Logic games, abbreviated LG, and officially referred to as analytical reasoning, is one of three types of sections that appear on the Law School Admission Test (LSAT). A logic games section contains four 5-8 question "games", totaling 22-25 questions. Each game contains a scenario and a set of rules that govern the scenario, followed by questions that test the test-taker's ability to understand and apply the rules, to draw inferences based on them. In the words of the Law School Admission Council (LSAC), which administers the test, it "measure[s] the ability to understand a structure of relationships and to draw logical conclusions about that structure".[1] Like all other sections on the LSAT, the time allowed for this section is 35 minutes. While most students find this section to be the most difficult section on the LSAT, it is widely considered the easiest and fastest to improve at once the right strategies are learned and employed.[2]
What makes the games challenging is that the rules do not produce a single "correct" set of relationships among all elements of the game; rather, the examinee is tested on their ability to analyze the range of possibilities embedded in a set of rules. Individual questions often add rules or modify existing rules, requiring quick reorganization of known information.
The underlying skill tested by logic games is important to the practice of law in two aspects. First, American law often requires parties to prove essential elements of various multi-part tests to prevail on procedural motions or on the substantive merits of claims or defenses at trial. In other words, parties must present evidence to prove facts which go to each essential element to the satisfaction of the finder of fact (judge or jury). The parties' lawyers must work with imperfect information which may not evolve or develop as expected, and must be able to smoothly pivot between arguments and strategies as the record develops, especially during trial. That is, they must quickly think of another way to plug the facts as they develop into the elements the law says they must prove. Second, at trial, evidence is often inadmissible for one purpose against a party but may be admissible for another purpose, or admissible only against one side and not the other. The lawyers and the judge must evaluate admissibility in real time as evidence is introduced into the record, keeping in mind the relationships of each witness to the various parties and other witnesses and the potential purposes for which the evidence could be considered by the finder of fact.

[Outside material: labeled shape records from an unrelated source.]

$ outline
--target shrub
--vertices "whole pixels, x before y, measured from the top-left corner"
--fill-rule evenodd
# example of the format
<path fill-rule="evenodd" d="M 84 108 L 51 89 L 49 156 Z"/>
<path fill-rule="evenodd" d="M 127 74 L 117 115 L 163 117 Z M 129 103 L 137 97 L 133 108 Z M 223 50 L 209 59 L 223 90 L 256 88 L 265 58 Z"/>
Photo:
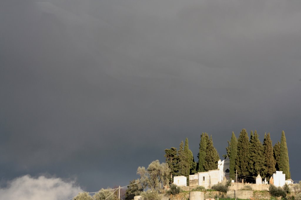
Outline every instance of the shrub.
<path fill-rule="evenodd" d="M 152 191 L 148 190 L 146 192 L 141 193 L 140 195 L 143 197 L 144 200 L 160 200 L 159 194 L 156 191 Z"/>
<path fill-rule="evenodd" d="M 211 187 L 212 190 L 224 193 L 226 193 L 228 191 L 228 187 L 227 186 L 221 183 L 218 183 Z"/>
<path fill-rule="evenodd" d="M 87 192 L 79 193 L 77 196 L 73 198 L 73 200 L 93 200 L 93 198 Z"/>
<path fill-rule="evenodd" d="M 268 192 L 272 196 L 279 197 L 282 196 L 284 198 L 286 196 L 286 193 L 283 188 L 281 187 L 276 187 L 271 185 L 268 189 Z"/>
<path fill-rule="evenodd" d="M 288 187 L 288 185 L 285 184 L 283 186 L 283 190 L 287 194 L 288 194 L 290 191 L 290 187 Z"/>
<path fill-rule="evenodd" d="M 178 187 L 176 185 L 174 184 L 170 184 L 170 188 L 167 191 L 167 193 L 169 194 L 174 195 L 182 191 L 182 190 L 180 187 Z"/>

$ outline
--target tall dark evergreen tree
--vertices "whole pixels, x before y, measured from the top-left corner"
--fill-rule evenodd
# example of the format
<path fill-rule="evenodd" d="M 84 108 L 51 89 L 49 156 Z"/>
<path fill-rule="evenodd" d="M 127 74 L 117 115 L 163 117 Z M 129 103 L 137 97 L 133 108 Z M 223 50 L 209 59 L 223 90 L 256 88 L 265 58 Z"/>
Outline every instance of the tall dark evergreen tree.
<path fill-rule="evenodd" d="M 279 171 L 279 163 L 280 162 L 280 143 L 279 141 L 274 145 L 273 152 L 274 154 L 274 158 L 276 162 L 275 167 L 276 168 L 276 170 Z"/>
<path fill-rule="evenodd" d="M 200 147 L 197 158 L 199 161 L 197 163 L 197 171 L 198 172 L 205 171 L 204 165 L 205 163 L 205 157 L 206 156 L 206 150 L 207 149 L 207 140 L 209 137 L 206 133 L 203 133 L 201 135 L 201 140 L 200 142 Z"/>
<path fill-rule="evenodd" d="M 184 154 L 185 162 L 184 163 L 184 167 L 182 175 L 186 176 L 187 178 L 187 185 L 189 185 L 189 175 L 192 171 L 195 170 L 193 168 L 194 166 L 193 155 L 192 152 L 189 149 L 188 145 L 188 139 L 186 138 L 185 140 L 185 145 L 184 146 Z"/>
<path fill-rule="evenodd" d="M 197 172 L 197 162 L 194 161 L 194 158 L 192 154 L 192 152 L 189 150 L 191 152 L 191 154 L 192 156 L 192 166 L 190 169 L 190 174 L 194 174 Z"/>
<path fill-rule="evenodd" d="M 251 131 L 249 154 L 249 175 L 254 178 L 258 174 L 261 174 L 262 171 L 264 160 L 263 151 L 262 145 L 258 138 L 257 132 L 255 130 L 253 134 L 253 131 Z"/>
<path fill-rule="evenodd" d="M 230 149 L 231 142 L 229 140 L 228 140 L 227 142 L 228 142 L 228 146 L 226 148 L 226 152 L 227 152 L 227 154 L 223 155 L 223 157 L 225 159 L 226 159 L 227 157 L 230 158 L 230 154 L 231 154 L 231 149 Z"/>
<path fill-rule="evenodd" d="M 217 163 L 219 160 L 219 156 L 217 151 L 213 145 L 212 136 L 208 140 L 204 168 L 206 171 L 217 169 Z"/>
<path fill-rule="evenodd" d="M 183 141 L 181 141 L 180 144 L 180 147 L 179 150 L 178 150 L 178 169 L 179 175 L 184 175 L 185 174 L 185 167 L 186 166 L 186 160 L 185 154 L 184 153 L 184 142 Z"/>
<path fill-rule="evenodd" d="M 249 175 L 249 136 L 246 129 L 240 132 L 237 141 L 237 156 L 235 169 L 240 176 L 245 179 Z"/>
<path fill-rule="evenodd" d="M 235 174 L 235 162 L 237 156 L 237 139 L 235 136 L 234 132 L 232 132 L 232 136 L 229 143 L 230 145 L 230 169 L 229 175 L 230 178 L 234 179 L 234 175 Z"/>
<path fill-rule="evenodd" d="M 279 169 L 285 174 L 285 179 L 290 178 L 290 164 L 289 162 L 288 151 L 286 145 L 286 139 L 284 131 L 282 131 L 280 142 L 280 161 L 279 164 Z"/>
<path fill-rule="evenodd" d="M 173 176 L 176 176 L 178 171 L 177 148 L 172 147 L 170 149 L 166 149 L 164 151 L 165 154 L 164 157 L 166 158 L 165 161 L 170 169 L 171 181 L 172 180 Z"/>
<path fill-rule="evenodd" d="M 265 134 L 263 140 L 263 157 L 264 158 L 264 167 L 262 174 L 262 178 L 265 177 L 268 180 L 270 177 L 276 171 L 275 165 L 276 161 L 273 153 L 273 145 L 270 136 L 270 133 Z"/>

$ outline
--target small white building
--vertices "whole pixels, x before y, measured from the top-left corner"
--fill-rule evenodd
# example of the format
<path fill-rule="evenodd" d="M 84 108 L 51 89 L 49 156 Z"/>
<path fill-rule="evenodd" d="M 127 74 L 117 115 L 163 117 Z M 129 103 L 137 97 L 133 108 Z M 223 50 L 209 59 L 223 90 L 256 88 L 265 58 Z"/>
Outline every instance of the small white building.
<path fill-rule="evenodd" d="M 187 186 L 187 178 L 184 176 L 173 177 L 173 184 L 178 186 Z"/>
<path fill-rule="evenodd" d="M 277 187 L 282 187 L 285 184 L 285 174 L 283 174 L 282 171 L 276 171 L 272 175 L 274 180 L 274 184 Z"/>
<path fill-rule="evenodd" d="M 223 173 L 224 176 L 228 179 L 230 172 L 230 159 L 229 157 L 227 157 L 222 161 L 221 161 L 220 160 L 219 160 L 218 162 L 217 169 L 220 170 L 221 174 Z"/>
<path fill-rule="evenodd" d="M 258 175 L 256 177 L 256 184 L 263 184 L 262 182 L 262 179 L 261 178 L 261 177 L 260 175 L 258 174 Z"/>
<path fill-rule="evenodd" d="M 189 175 L 189 186 L 201 186 L 208 188 L 219 183 L 222 182 L 224 178 L 229 177 L 230 160 L 228 157 L 222 161 L 219 160 L 216 169 Z"/>
<path fill-rule="evenodd" d="M 199 172 L 189 175 L 189 185 L 203 186 L 206 188 L 221 183 L 224 178 L 224 173 L 218 169 L 209 172 Z"/>

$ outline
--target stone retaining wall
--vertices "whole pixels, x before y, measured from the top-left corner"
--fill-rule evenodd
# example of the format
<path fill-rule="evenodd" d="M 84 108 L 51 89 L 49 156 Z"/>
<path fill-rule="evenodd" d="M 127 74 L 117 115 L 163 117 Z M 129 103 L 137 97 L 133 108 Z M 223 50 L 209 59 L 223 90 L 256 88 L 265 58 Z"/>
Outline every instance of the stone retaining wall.
<path fill-rule="evenodd" d="M 227 193 L 227 196 L 230 198 L 236 197 L 239 199 L 247 199 L 253 197 L 252 190 L 229 190 Z"/>
<path fill-rule="evenodd" d="M 238 190 L 241 190 L 245 188 L 246 186 L 247 186 L 250 188 L 250 189 L 252 190 L 256 190 L 259 191 L 268 191 L 268 188 L 270 187 L 269 185 L 266 185 L 265 184 L 255 184 L 251 183 L 238 183 L 238 184 L 236 183 L 232 183 L 231 185 L 229 187 L 229 190 L 237 190 L 237 185 L 238 185 Z"/>

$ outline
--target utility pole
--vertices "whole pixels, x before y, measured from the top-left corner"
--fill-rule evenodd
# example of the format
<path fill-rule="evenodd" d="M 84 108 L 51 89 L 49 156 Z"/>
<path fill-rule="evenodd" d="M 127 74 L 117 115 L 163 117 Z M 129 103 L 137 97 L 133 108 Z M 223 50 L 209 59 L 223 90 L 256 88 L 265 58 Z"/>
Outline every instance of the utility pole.
<path fill-rule="evenodd" d="M 119 186 L 119 192 L 118 192 L 118 199 L 120 200 L 120 186 Z"/>
<path fill-rule="evenodd" d="M 237 182 L 237 170 L 236 170 L 236 184 L 237 185 L 237 192 L 238 192 L 238 182 Z M 235 196 L 236 199 L 236 196 Z"/>

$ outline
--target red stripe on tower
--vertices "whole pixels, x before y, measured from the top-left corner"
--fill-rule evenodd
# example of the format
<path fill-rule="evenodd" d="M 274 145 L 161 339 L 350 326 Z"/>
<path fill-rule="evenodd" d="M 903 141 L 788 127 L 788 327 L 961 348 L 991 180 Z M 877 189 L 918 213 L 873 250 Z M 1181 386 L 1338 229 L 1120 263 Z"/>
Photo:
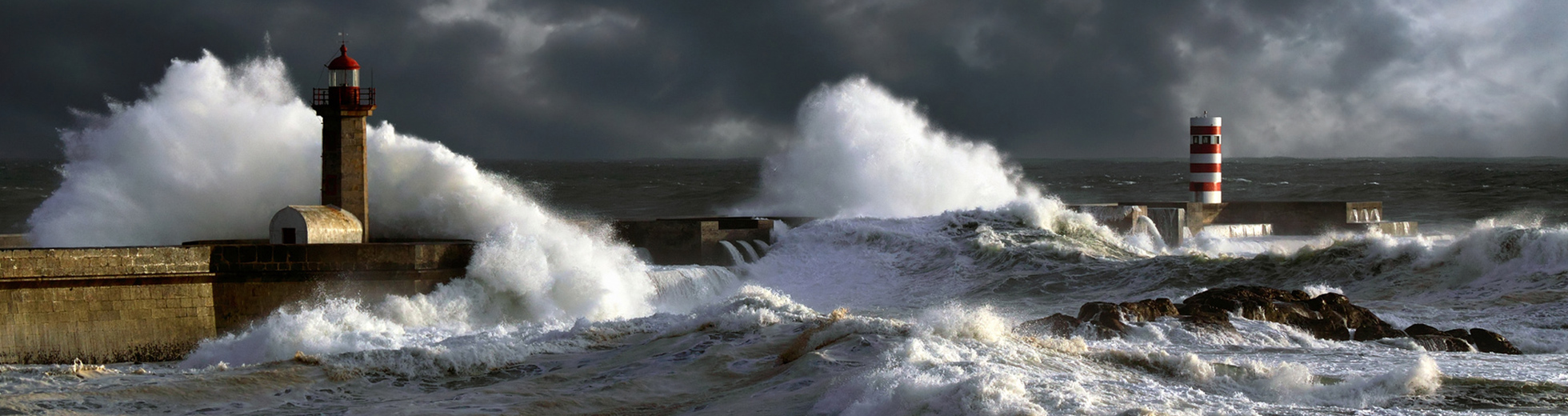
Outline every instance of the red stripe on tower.
<path fill-rule="evenodd" d="M 1189 126 L 1189 137 L 1192 138 L 1190 146 L 1190 170 L 1187 173 L 1189 184 L 1187 190 L 1192 192 L 1193 203 L 1218 204 L 1220 198 L 1220 118 L 1209 116 L 1207 111 L 1203 116 L 1192 118 Z"/>

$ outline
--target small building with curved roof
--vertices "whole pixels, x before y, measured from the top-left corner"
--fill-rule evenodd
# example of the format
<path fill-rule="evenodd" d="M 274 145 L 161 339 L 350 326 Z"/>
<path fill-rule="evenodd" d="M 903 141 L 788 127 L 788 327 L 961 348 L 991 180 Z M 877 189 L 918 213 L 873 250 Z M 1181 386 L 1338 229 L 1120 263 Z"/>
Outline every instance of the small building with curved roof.
<path fill-rule="evenodd" d="M 289 206 L 273 213 L 271 243 L 361 243 L 365 228 L 348 210 L 334 206 Z"/>

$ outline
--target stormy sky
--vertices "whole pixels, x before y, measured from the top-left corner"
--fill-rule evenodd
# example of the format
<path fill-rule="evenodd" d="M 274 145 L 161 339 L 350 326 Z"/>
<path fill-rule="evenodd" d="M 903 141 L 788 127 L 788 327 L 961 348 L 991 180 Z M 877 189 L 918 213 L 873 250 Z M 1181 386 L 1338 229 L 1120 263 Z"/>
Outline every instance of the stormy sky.
<path fill-rule="evenodd" d="M 0 157 L 60 159 L 72 108 L 169 60 L 348 33 L 398 132 L 483 159 L 759 157 L 866 75 L 1013 157 L 1568 155 L 1568 2 L 5 2 Z"/>

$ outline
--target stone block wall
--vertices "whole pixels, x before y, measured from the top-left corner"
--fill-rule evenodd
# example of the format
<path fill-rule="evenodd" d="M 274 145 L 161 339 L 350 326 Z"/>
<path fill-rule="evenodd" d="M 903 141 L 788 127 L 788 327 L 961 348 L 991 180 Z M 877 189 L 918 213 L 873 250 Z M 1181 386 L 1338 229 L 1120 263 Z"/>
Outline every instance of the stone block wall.
<path fill-rule="evenodd" d="M 180 359 L 220 328 L 328 297 L 425 294 L 472 242 L 0 250 L 0 363 Z"/>
<path fill-rule="evenodd" d="M 212 338 L 212 286 L 0 290 L 0 363 L 118 363 L 183 356 Z"/>
<path fill-rule="evenodd" d="M 0 363 L 174 359 L 215 334 L 205 248 L 0 250 Z"/>

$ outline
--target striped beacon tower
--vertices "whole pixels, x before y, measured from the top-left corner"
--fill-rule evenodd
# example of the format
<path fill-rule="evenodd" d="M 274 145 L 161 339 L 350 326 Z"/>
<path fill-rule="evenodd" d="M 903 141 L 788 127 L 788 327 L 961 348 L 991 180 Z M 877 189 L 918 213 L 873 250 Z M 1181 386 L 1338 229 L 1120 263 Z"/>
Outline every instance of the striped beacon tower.
<path fill-rule="evenodd" d="M 1220 118 L 1209 116 L 1209 111 L 1203 111 L 1201 116 L 1192 118 L 1192 163 L 1190 184 L 1193 203 L 1218 204 L 1220 203 Z"/>

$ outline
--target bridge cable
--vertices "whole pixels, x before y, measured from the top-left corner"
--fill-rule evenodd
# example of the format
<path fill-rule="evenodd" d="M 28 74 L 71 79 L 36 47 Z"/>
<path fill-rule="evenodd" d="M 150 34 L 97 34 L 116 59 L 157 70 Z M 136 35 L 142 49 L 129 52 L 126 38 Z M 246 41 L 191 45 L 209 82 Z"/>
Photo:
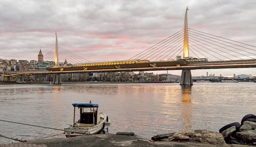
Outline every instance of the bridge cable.
<path fill-rule="evenodd" d="M 200 42 L 200 43 L 201 43 L 201 42 L 199 42 L 199 41 L 197 41 L 197 40 L 194 40 L 194 39 L 193 39 L 192 38 L 190 38 L 190 39 L 192 39 L 192 40 L 193 40 L 196 41 L 197 41 L 198 42 Z M 217 52 L 215 52 L 215 51 L 212 51 L 212 50 L 210 49 L 209 49 L 209 48 L 206 48 L 206 47 L 204 47 L 204 46 L 202 46 L 202 45 L 200 45 L 198 44 L 198 43 L 196 43 L 196 42 L 193 42 L 193 41 L 191 41 L 191 40 L 190 40 L 190 41 L 191 41 L 191 42 L 192 42 L 194 43 L 195 43 L 195 44 L 196 44 L 197 45 L 199 45 L 199 46 L 201 46 L 201 47 L 203 47 L 204 48 L 206 48 L 206 49 L 208 49 L 208 50 L 210 50 L 210 51 L 212 51 L 212 52 L 214 52 L 214 53 L 216 53 L 216 54 L 219 54 L 219 55 L 221 55 L 221 56 L 223 56 L 223 57 L 225 57 L 225 58 L 227 58 L 227 59 L 230 59 L 230 60 L 232 60 L 232 59 L 230 59 L 230 58 L 227 58 L 227 57 L 225 57 L 225 56 L 223 56 L 223 55 L 221 55 L 221 54 L 219 54 L 219 53 L 217 53 Z M 220 59 L 220 60 L 221 60 L 221 61 L 222 61 L 221 59 L 219 59 L 219 58 L 218 58 L 218 59 Z"/>
<path fill-rule="evenodd" d="M 181 47 L 181 48 L 180 48 L 180 49 L 179 49 L 178 50 L 177 50 L 177 51 L 176 51 L 176 52 L 175 52 L 175 53 L 174 53 L 173 54 L 172 54 L 172 56 L 171 56 L 171 57 L 170 57 L 170 58 L 169 58 L 169 59 L 170 59 L 170 58 L 172 58 L 172 56 L 173 56 L 173 55 L 175 55 L 175 54 L 176 54 L 176 53 L 177 53 L 178 52 L 178 51 L 180 51 L 180 49 L 181 49 L 181 51 L 180 51 L 180 53 L 179 53 L 179 54 L 177 54 L 177 55 L 179 55 L 179 54 L 180 54 L 180 53 L 181 52 L 181 51 L 183 51 L 182 48 L 183 48 L 183 47 Z"/>
<path fill-rule="evenodd" d="M 81 61 L 82 62 L 87 62 L 86 61 L 85 61 L 84 60 L 81 59 L 79 58 L 78 58 L 77 57 L 76 57 L 76 56 L 73 55 L 73 54 L 70 54 L 69 53 L 68 53 L 67 51 L 65 50 L 62 49 L 62 48 L 59 48 L 60 49 L 60 51 L 62 51 L 61 53 L 62 53 L 63 54 L 68 54 L 68 55 L 66 55 L 67 57 L 69 57 L 69 57 L 68 57 L 67 59 L 68 59 L 70 60 L 71 59 L 71 58 L 73 59 L 74 62 L 76 62 L 76 63 L 79 63 L 79 62 L 81 62 Z"/>
<path fill-rule="evenodd" d="M 193 35 L 194 35 L 194 34 L 193 34 Z M 200 38 L 197 38 L 197 37 L 194 37 L 194 36 L 191 36 L 191 35 L 189 35 L 190 36 L 191 36 L 191 37 L 194 37 L 194 38 L 196 38 L 196 39 L 198 39 L 198 40 L 202 40 L 202 41 L 205 41 L 205 42 L 207 42 L 207 43 L 210 43 L 210 44 L 213 44 L 213 45 L 215 45 L 218 46 L 218 47 L 221 47 L 221 48 L 225 48 L 225 49 L 227 49 L 227 50 L 229 50 L 229 51 L 233 51 L 233 52 L 235 52 L 235 53 L 238 53 L 238 54 L 241 54 L 241 55 L 244 55 L 244 56 L 245 56 L 247 57 L 250 57 L 247 56 L 246 56 L 246 55 L 244 55 L 244 54 L 240 54 L 240 53 L 238 53 L 238 52 L 236 52 L 236 51 L 232 51 L 232 50 L 230 50 L 229 49 L 227 49 L 227 48 L 225 48 L 222 47 L 221 47 L 221 46 L 219 46 L 219 45 L 216 45 L 216 44 L 214 44 L 214 43 L 211 43 L 211 42 L 208 42 L 208 41 L 205 41 L 205 40 L 202 40 L 202 39 L 200 39 Z M 197 36 L 197 35 L 196 35 L 196 36 Z M 207 39 L 207 38 L 204 38 L 204 37 L 202 37 L 202 38 L 204 38 L 204 39 Z M 212 40 L 211 40 L 211 41 L 212 41 Z M 213 48 L 216 49 L 217 49 L 217 50 L 219 50 L 219 51 L 222 51 L 222 52 L 224 52 L 224 53 L 226 53 L 226 54 L 229 54 L 229 55 L 231 55 L 231 56 L 234 56 L 234 57 L 237 57 L 237 58 L 239 58 L 239 59 L 242 59 L 242 60 L 243 60 L 243 59 L 242 59 L 242 58 L 239 58 L 239 57 L 236 57 L 236 56 L 235 56 L 235 55 L 233 55 L 232 54 L 229 54 L 229 53 L 227 53 L 227 52 L 225 52 L 225 51 L 221 51 L 221 50 L 219 50 L 219 49 L 218 49 L 218 48 L 215 48 L 215 47 L 212 47 L 212 46 L 210 46 L 210 45 L 207 45 L 207 44 L 206 44 L 204 43 L 203 43 L 203 42 L 201 42 L 201 43 L 202 43 L 202 44 L 204 44 L 204 45 L 207 45 L 207 46 L 209 46 L 209 47 L 212 47 L 212 48 Z M 231 59 L 231 60 L 232 60 Z"/>
<path fill-rule="evenodd" d="M 85 62 L 85 63 L 87 62 L 86 61 L 84 61 L 84 60 L 86 60 L 86 61 L 88 61 L 88 60 L 86 60 L 86 59 L 83 59 L 83 58 L 81 58 L 81 59 L 83 59 L 83 60 L 82 60 L 82 59 L 81 59 L 81 57 L 80 57 L 80 58 L 78 58 L 78 57 L 77 57 L 75 56 L 74 56 L 73 55 L 73 54 L 69 54 L 69 53 L 70 53 L 70 52 L 69 52 L 69 51 L 67 51 L 67 50 L 65 50 L 65 49 L 64 49 L 64 48 L 61 48 L 61 47 L 59 47 L 59 48 L 60 48 L 60 50 L 61 50 L 61 51 L 63 51 L 64 52 L 66 53 L 67 53 L 67 54 L 69 54 L 69 55 L 70 56 L 70 57 L 72 57 L 72 58 L 73 58 L 73 59 L 74 59 L 74 59 L 76 59 L 76 60 L 77 60 L 77 61 L 78 61 L 78 62 L 79 62 L 79 60 L 80 60 L 80 61 L 81 61 L 82 62 Z M 73 53 L 72 53 L 72 54 L 74 54 L 75 55 L 76 55 L 76 56 L 77 56 L 77 55 L 76 55 L 75 54 L 73 54 Z"/>
<path fill-rule="evenodd" d="M 166 55 L 166 56 L 165 56 L 163 58 L 163 59 L 162 59 L 162 60 L 163 60 L 164 59 L 166 58 L 166 57 L 168 56 L 170 54 L 172 54 L 172 53 L 173 52 L 174 52 L 175 50 L 176 50 L 176 49 L 177 49 L 178 48 L 179 48 L 180 47 L 182 46 L 183 45 L 183 44 L 182 43 L 183 42 L 183 41 L 181 41 L 181 42 L 180 42 L 179 44 L 176 45 L 175 46 L 174 46 L 173 48 L 172 48 L 172 48 L 176 47 L 176 46 L 177 46 L 177 45 L 179 45 L 179 46 L 178 46 L 177 48 L 176 48 L 174 50 L 173 50 L 171 52 L 170 52 L 169 54 L 168 54 L 167 55 Z M 180 43 L 181 43 L 181 44 L 180 44 Z M 171 51 L 172 49 L 169 50 L 169 51 L 166 51 L 166 52 L 165 52 L 165 54 L 167 54 L 169 51 Z M 158 58 L 157 58 L 158 59 Z M 168 59 L 170 59 L 169 58 Z"/>
<path fill-rule="evenodd" d="M 68 57 L 67 58 L 68 59 L 70 60 L 73 60 L 73 61 L 74 62 L 75 62 L 74 64 L 78 63 L 79 63 L 79 62 L 80 62 L 81 61 L 82 62 L 85 62 L 84 60 L 82 60 L 81 59 L 80 59 L 79 58 L 76 58 L 76 57 L 74 56 L 73 55 L 72 55 L 72 54 L 70 55 L 70 54 L 69 54 L 69 53 L 65 51 L 64 50 L 63 50 L 62 49 L 60 48 L 60 51 L 61 51 L 61 53 L 62 53 L 63 54 L 65 54 L 65 56 L 66 56 L 66 57 Z M 70 55 L 70 56 L 69 57 L 69 55 Z M 81 61 L 79 61 L 79 60 Z"/>
<path fill-rule="evenodd" d="M 60 46 L 58 46 L 58 47 L 59 47 L 59 48 L 61 48 L 61 49 L 62 49 L 63 50 L 65 50 L 65 51 L 67 51 L 67 52 L 69 52 L 69 53 L 72 54 L 73 54 L 73 55 L 76 55 L 76 56 L 77 56 L 78 57 L 79 57 L 79 58 L 81 58 L 81 59 L 83 59 L 85 60 L 86 60 L 86 61 L 87 61 L 89 62 L 90 62 L 90 61 L 88 61 L 88 60 L 87 60 L 86 59 L 84 59 L 84 58 L 82 58 L 82 57 L 80 57 L 80 56 L 78 56 L 78 55 L 77 55 L 75 54 L 72 53 L 70 52 L 70 51 L 67 51 L 67 50 L 65 50 L 65 49 L 64 49 L 64 48 L 61 48 L 61 47 L 60 47 Z"/>
<path fill-rule="evenodd" d="M 220 60 L 222 61 L 222 60 L 220 59 L 219 59 L 218 58 L 218 57 L 215 57 L 215 56 L 213 56 L 213 55 L 212 55 L 212 54 L 210 54 L 210 53 L 209 53 L 207 52 L 207 51 L 205 51 L 204 50 L 203 50 L 203 49 L 201 49 L 201 48 L 199 48 L 199 47 L 198 47 L 197 46 L 196 46 L 196 45 L 194 45 L 194 44 L 192 44 L 192 43 L 190 43 L 190 44 L 191 44 L 191 45 L 193 45 L 193 46 L 195 46 L 195 47 L 196 47 L 196 48 L 198 48 L 198 49 L 199 49 L 201 50 L 201 51 L 204 51 L 205 52 L 206 52 L 206 53 L 207 53 L 208 54 L 209 54 L 210 55 L 211 55 L 211 56 L 213 56 L 214 57 L 215 57 L 216 58 L 217 58 L 217 59 L 219 59 L 219 60 Z M 191 47 L 192 47 L 191 45 L 190 45 L 190 46 Z M 195 48 L 193 48 L 193 49 L 194 49 L 194 50 L 196 50 Z M 199 52 L 199 53 L 200 53 L 200 54 L 201 54 L 201 52 L 199 52 L 199 51 L 198 51 L 198 52 Z M 205 57 L 206 57 L 206 56 L 205 56 Z M 206 58 L 207 58 L 207 59 L 209 59 L 210 60 L 211 60 L 211 61 L 212 61 L 212 60 L 211 59 L 210 59 L 210 58 L 208 58 L 208 57 L 207 57 Z"/>
<path fill-rule="evenodd" d="M 198 37 L 202 37 L 202 38 L 204 38 L 204 39 L 207 39 L 207 38 L 205 38 L 203 37 L 201 37 L 201 36 L 198 36 L 198 35 L 195 35 L 195 34 L 191 34 L 191 33 L 190 33 L 190 34 L 193 34 L 193 35 L 195 35 L 195 36 L 198 36 Z M 195 38 L 196 38 L 196 37 L 195 37 Z M 211 41 L 212 41 L 212 42 L 216 42 L 216 43 L 219 43 L 219 44 L 222 44 L 222 45 L 224 45 L 227 46 L 228 46 L 228 47 L 231 47 L 231 48 L 235 48 L 235 49 L 238 49 L 238 50 L 240 50 L 240 51 L 245 51 L 245 52 L 247 52 L 247 53 L 249 53 L 249 54 L 253 54 L 253 55 L 256 55 L 256 54 L 253 54 L 253 53 L 250 53 L 250 52 L 248 52 L 248 51 L 243 51 L 243 50 L 241 50 L 241 49 L 239 49 L 239 48 L 235 48 L 235 47 L 232 47 L 232 46 L 229 46 L 229 45 L 225 45 L 225 44 L 223 44 L 223 43 L 221 43 L 218 42 L 216 42 L 216 41 L 214 41 L 214 40 L 209 40 L 209 39 L 207 39 L 207 40 L 211 40 Z M 205 42 L 207 42 L 207 41 L 205 41 Z M 218 47 L 221 47 L 221 48 L 225 48 L 225 49 L 227 49 L 227 50 L 229 50 L 229 49 L 227 49 L 227 48 L 224 48 L 224 47 L 221 47 L 221 46 L 219 46 L 219 45 L 215 45 L 215 44 L 213 44 L 213 43 L 210 43 L 210 42 L 208 42 L 208 43 L 211 43 L 211 44 L 213 44 L 213 45 L 216 45 L 216 46 L 218 46 Z M 235 53 L 238 53 L 238 54 L 240 54 L 242 55 L 243 55 L 243 56 L 246 56 L 246 57 L 249 57 L 249 58 L 252 58 L 252 59 L 254 59 L 254 58 L 252 58 L 252 57 L 249 57 L 249 56 L 246 56 L 246 55 L 244 55 L 244 54 L 241 54 L 241 53 L 239 53 L 236 52 L 236 51 L 232 51 L 232 50 L 230 50 L 230 51 L 233 51 L 233 52 L 235 52 Z M 241 58 L 240 58 L 240 59 L 241 59 Z"/>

In 2019 the LSAC reached a legal settlement with two blind LSAT test takers who claimed that it violated the Americans with Disabilities Act because they were unfairly penalized for not being able to draw the diagrams commonly used to solve the questions in the section. As part of the settlement, the LSAC agreed to review and overhaul the section within four years. In October 2023, it announced that the section would be replaced by a second logical reasoning section in August 2024.[3]